Ventura argues for the first time on appeal that the trial court erred when it sentenced him to life in prison as a violent career criminal because the trial court had the mistaken belief that it had no discretion in sentencing Ventura. He correctly asserts that the statute allows for discretion upon a finding that “it is not necessary for the protection of the public to sentence a defendant who meets the criteria for sentencing as a habitual felony offender, a habitual violent felony offender, or a violent career criminal . . . .” § 775.084(4)(e), Fla. Stat. (2021).
Ventura’s claim of a sentencing error was not preserved for appellate review. Florida Rule of Appellate Procedure 9.140(e) states, “A sentencing error may not be raised on appeal unless the alleged error has first been brought to the attention of the lower tribunal: (1) at the time of sentencing; or (2) by motion pursuant to Florida Rule of Criminal Procedure 3.800(b).” Even in the case of fundamental error, the Florida Supreme Court has held that “for defendants whose initial briefs were filed after the effective date of rule
3.800(b)(2), the failure to preserve a fundamental sentencing error by motion under rule 3.800(b) or by objection during the sentencing hearing forecloses them from raising the error on direct appeal.” Brannon v. State, 850 So. 2d 452, 456 (Fla. 2003) (emphasis added); see also Jackson v. State, 983 So. 2d 562, 569 (Fla. 2008) (“[F]or sentencing errors, to raise even fundamental error on appeal, defendants must first file a motion under rule 3.800(b).” (Emphasis added)). In Swain v. State, 359 So. 3d 882, 885 (Fla. 3d DCA 2023), this Court declined to reach the merits of defendant’s claim “because, as the State correctly points out, [the defendant] was required to first raise this claim of sentencing error either at the time of sentencing or by way of a motion pursuant to Florida Rule of Criminal Procedure 3.800(b), and the failure to do so renders the claim unpreserved for appellate review.” Id. at 885; see also Holton v. State, 318 So. 3d 654 (Fla. 1st DCA 2021) (holding that by not filing a motion to correct sentencing error pursuant to 3.800(b), defendant failed to preserve for appellate review his claim that trial court erred in failing to make statutorily required findings of dangerousness under VFOSC statute).
Because Ventura failed to object at the time of sentencing or file a Rule 3.800(b) motion, Ventura’s claim of a sentencing error was not preserved for
appellate review. We therefore affirm the final judgment of conviction and sentence in all respects.
Affirmed.
GOODEN, J., concurs.
Ventura v. The State of Florida Case No. 3D23-2069
MILLER, J., concurring in part and dissenting in part.
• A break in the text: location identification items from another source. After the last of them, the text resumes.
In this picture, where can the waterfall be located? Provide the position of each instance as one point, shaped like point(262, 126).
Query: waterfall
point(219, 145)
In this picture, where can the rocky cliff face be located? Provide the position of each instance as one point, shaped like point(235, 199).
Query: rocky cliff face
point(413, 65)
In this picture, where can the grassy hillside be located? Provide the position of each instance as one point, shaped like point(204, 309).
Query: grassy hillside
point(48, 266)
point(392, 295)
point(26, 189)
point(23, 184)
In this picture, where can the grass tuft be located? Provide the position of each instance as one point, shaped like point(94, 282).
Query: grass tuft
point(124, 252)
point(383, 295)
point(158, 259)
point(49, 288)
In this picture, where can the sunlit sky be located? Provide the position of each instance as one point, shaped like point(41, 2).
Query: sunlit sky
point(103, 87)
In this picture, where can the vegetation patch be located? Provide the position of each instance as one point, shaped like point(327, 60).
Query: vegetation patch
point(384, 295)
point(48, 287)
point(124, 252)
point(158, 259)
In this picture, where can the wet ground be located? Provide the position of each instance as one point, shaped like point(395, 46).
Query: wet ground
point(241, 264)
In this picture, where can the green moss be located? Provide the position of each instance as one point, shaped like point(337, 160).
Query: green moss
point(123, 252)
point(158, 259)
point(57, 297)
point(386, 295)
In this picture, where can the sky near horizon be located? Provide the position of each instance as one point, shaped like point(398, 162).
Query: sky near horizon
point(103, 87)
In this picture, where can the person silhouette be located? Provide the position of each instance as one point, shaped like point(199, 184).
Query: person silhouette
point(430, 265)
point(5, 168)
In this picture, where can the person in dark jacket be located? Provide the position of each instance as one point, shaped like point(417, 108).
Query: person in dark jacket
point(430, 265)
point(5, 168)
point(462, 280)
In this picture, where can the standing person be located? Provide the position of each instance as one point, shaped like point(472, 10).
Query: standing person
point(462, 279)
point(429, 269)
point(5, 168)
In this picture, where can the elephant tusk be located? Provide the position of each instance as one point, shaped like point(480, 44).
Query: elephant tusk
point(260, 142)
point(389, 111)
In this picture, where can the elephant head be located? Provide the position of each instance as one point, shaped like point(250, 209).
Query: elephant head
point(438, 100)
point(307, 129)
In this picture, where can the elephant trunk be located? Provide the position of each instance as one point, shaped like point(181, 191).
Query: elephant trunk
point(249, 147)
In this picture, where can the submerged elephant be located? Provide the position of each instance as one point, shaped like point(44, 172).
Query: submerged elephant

I concur in the majority’s decision to affirm the convictions but disagree with the conclusion that the trial court’s erroneous belief that it lacked discretion under section 775.082(4)(d), Florida Statutes (2021), is irremediable on direct appeal. In my view, this error does not constitute a “sentencing error” within the meaning of Florida Rule of Criminal Procedure 3.800(b). Rather, it is a fundamental error in the sentencing process that is capable of review on direct appeal. Consequently, we should reverse and remand for a new sentencing hearing.
Sentencing errors implicating legal construction are subject to de novo review. See State v. Ingram, 299 So. 3d 546, 547 (Fla. 5th DCA 2020).
Florida Rule of Appellate Procedure 9.140(e)(1)-(2) provides that “[a] sentencing error may not be raised on appeal unless the alleged error has first been brought to the attention of the lower tribunal: (1) at the time of sentencing; or (2) by motion pursuant to Florida Rule of Criminal Procedure 3.800(b).” In Brannon v. State, 850 So. 2d 452, 456 (Fla. 2003), the Florida Supreme Court succinctly synopsized the effect of this provision as follows: “for defendants whose initial briefs were filed after the effective date of rule 3.800(b)(2), the failure to preserve a fundamental sentencing error by motion under rule 3.800(b) or by objection during the sentencing hearing forecloses them from raising the error on direct appeal.”
By its plain and unambiguous language, the rule is self-limiting. It extends only to “sentencing errors.” What falls within the definition of a “sentencing error,” however, remains somewhat nebulous given the lack of consistency in the current jurisprudential landscape.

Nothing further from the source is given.